Listening to the fictional story about black maids with their white employers, I tried to picture Mama ever being in such a bad position as some of those women and I just could not. Mama had put up with people calling her "colored" back in the day because that wasn't impolite at the time but I remember she once sniped at a man in a grocery store when he casually addressed her as "gal". 

Mama might not have had to deal with the indignities of those fictional maids but I remember things from the late sixties and early seventies that still shock me now. I remember traveling as a family when Daddy was reassigned from one base to another. There were places it was not safe for a black family to drive through at night. There were many lodging places we weren't welcome to stay so we would sleep in the station wagon. 

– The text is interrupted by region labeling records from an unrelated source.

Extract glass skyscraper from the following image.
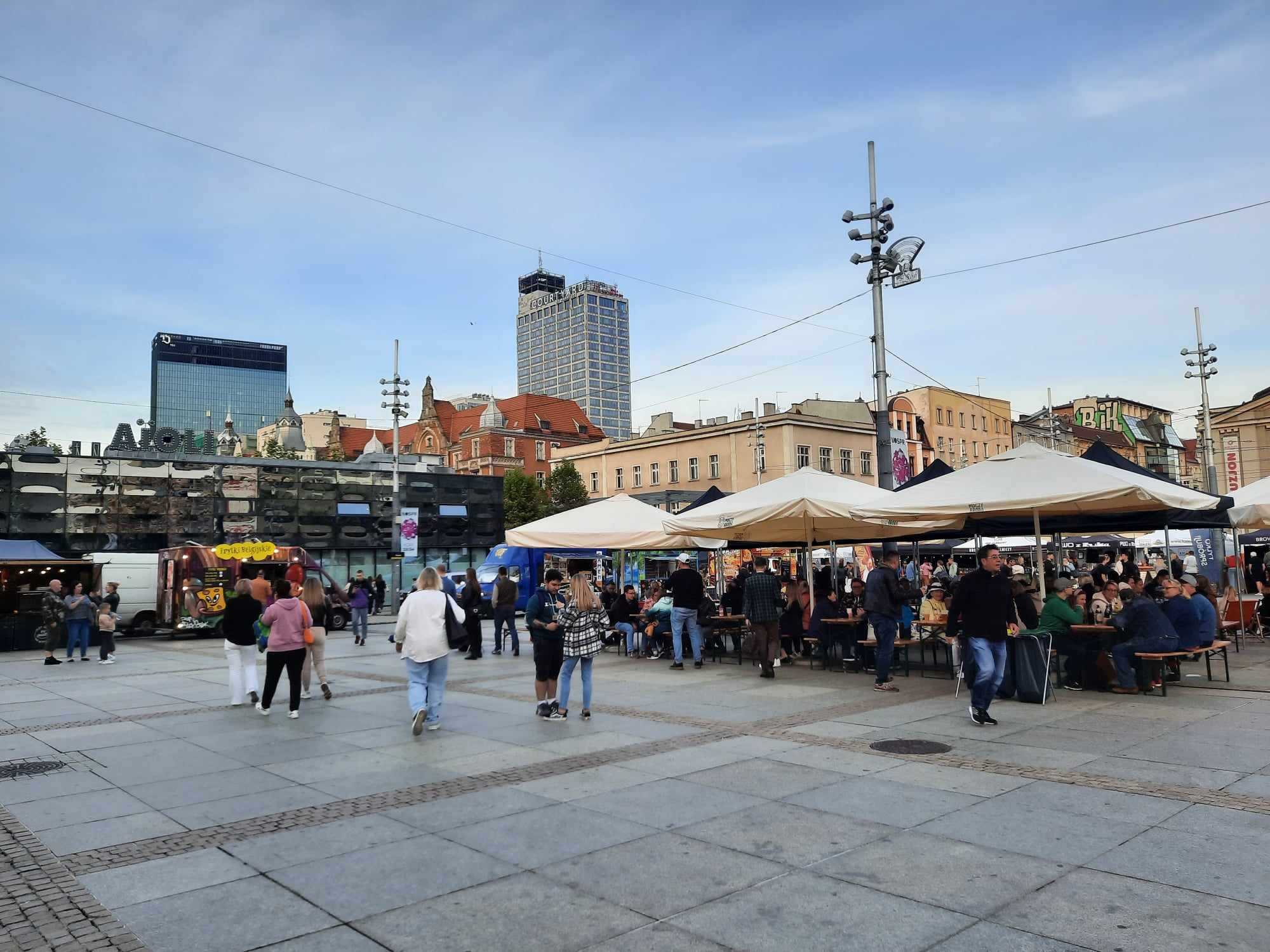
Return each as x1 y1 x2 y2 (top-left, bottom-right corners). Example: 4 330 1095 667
516 265 631 439
150 334 287 440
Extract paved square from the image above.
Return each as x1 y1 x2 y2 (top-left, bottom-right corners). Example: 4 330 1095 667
0 625 1270 952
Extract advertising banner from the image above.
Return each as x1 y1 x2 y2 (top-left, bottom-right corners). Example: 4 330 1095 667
401 505 419 559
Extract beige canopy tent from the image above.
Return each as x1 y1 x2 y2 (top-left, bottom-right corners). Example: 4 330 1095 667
507 495 725 548
855 443 1222 594
1229 476 1270 531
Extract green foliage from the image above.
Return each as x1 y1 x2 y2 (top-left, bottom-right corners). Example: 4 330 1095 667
18 426 62 456
547 459 591 514
260 439 300 459
503 470 546 529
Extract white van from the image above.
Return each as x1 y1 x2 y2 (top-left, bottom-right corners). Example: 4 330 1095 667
89 552 159 635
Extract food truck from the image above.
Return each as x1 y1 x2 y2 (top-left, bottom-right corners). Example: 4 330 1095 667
157 542 352 637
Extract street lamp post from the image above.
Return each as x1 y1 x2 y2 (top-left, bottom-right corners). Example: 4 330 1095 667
842 142 926 500
380 340 410 614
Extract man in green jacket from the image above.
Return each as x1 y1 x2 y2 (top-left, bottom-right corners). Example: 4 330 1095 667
1024 579 1099 691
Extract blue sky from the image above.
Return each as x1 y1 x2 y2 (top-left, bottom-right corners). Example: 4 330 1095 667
0 3 1270 452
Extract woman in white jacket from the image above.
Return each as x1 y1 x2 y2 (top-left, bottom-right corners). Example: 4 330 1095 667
396 569 464 736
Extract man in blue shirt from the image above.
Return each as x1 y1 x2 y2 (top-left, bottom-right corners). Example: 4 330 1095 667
1177 575 1217 651
525 569 564 718
1111 579 1177 694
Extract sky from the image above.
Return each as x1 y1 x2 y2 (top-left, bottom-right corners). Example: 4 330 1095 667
0 0 1270 446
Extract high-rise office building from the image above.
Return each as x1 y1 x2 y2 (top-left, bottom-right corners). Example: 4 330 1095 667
150 334 287 438
516 264 631 439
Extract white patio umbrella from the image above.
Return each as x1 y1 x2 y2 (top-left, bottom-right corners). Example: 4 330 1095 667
855 443 1222 595
1229 476 1270 531
507 495 726 550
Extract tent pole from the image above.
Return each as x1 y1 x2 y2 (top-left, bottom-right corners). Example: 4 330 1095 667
1033 509 1045 599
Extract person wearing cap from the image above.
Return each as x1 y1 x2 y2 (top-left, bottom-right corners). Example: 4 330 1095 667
665 552 705 671
1090 579 1128 625
1111 579 1179 694
1025 579 1099 691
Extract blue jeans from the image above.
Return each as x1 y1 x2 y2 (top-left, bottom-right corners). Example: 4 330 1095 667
869 612 899 684
351 608 366 638
671 608 701 664
966 638 1006 711
556 658 593 711
494 608 521 651
613 622 639 655
406 655 450 724
1111 635 1177 688
66 618 89 658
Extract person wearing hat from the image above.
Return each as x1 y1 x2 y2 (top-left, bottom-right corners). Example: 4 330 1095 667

It's probably hard for someone younger than I am to even imagine a time when racism was so blatant and tolerated.  Most younger folks probably feel like that was a time way, way back in the past. But I am 63. My paternal grandfather's mother (I have her obituary) was the daughter of slaves. She was treated not better than a slave because of the times and place in which she lived.

Doesn't it feel like slavery was so much longer ago? Sometimes, my young relatives are astounded to know that I met this woman who was the daughter of slaves. I think this is when I was about 7 or 8 years old and, for some reason, I remember her clearly.

I'm just sitting here now, thinking about all these connections to the past. I'm thinking about how far we all as citizens have come and it somehow doesn't seem far enough. Time is so weird.

My step-grandmother who died just 4 years ago was a little girl of about 10 when Bonnie and Clyde were doing their thing.

Weird, right? Think about people in your own family. What famous event or person was current when they were alive? What news was making the headlines? What were they learning in school? It can be very interesting to think about.

Time is weird and strange and wonderful. I spend a lot of time thinking about it.

Anyway, I wish my mother was here because I have so many questions about times that are only secondhand memories for me.